Nilai yang terdapat dalam diri peneliti dapat dihindarkan dengan metode
“intersubyektifitas”. Paradigma behavioralis menyarankan adanya penggunaan metode kuantitatif
sebagaimana yang lazim dalam ilmu alam. Dalam melakukan penelitian HI, ilmuwan HI harus
menggunakan teknik statistik, logika kalkulatif, analisis matematik, dan teknik kuantifikasi,
sehingga data yang diperolah dapat dihitung dan dapat diukur (validitas dan reliabilitas tinggi).

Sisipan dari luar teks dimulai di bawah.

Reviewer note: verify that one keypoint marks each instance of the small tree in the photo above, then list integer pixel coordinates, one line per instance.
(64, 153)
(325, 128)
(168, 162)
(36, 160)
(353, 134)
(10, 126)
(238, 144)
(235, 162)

Bahkan, kalau perlu dan memungkinkan, diadakan uji eksperimentasi dalam setiap penelitian HI
sehingga akan kuat bobot ilmiah / santifiknya. Paradigma Behavioralis menegaskan bahwa ilmu
HI adalah ilmu murni. Artinya, ilmuwan HI harus obyektif, netral, dan independen dalam meneliti
gejala hubungan internasional. Hasil penelitian tidak boleh direkayasa, dimanipulasi, dan dibuat
untuk kepentingan negara tertentu. Hal ini sejalan dengan pameo saat ini, yakni : “peneliti boleh
salah tapi tidak boleh bohong” dalam setiap riset yang dikembangkan.

Paradigma behavioralis menekankan aspek sosiologis, psikologis, dan empiris dalam


menganalisis gejala hubungan internasional. Sebagai contoh, ketika mempelajari organisasi
internasional, misal PBB, maka ilmuwan HI harus menganalisis bagaimana kinerja badanbadan
PBB? Mengapa PBB gagal dalam menciptakan perdamaian dunia? Mengapa diperlukan reformasi
PBB?. Hal ini tentu berbeda dengan paradigma tradisionalis yang lebih menyoroti aspek normatif,
seperti tugas dan fungsi PBB, organ-organ dalam PBB, dan penyelenggaraan sidang-sidang PBB.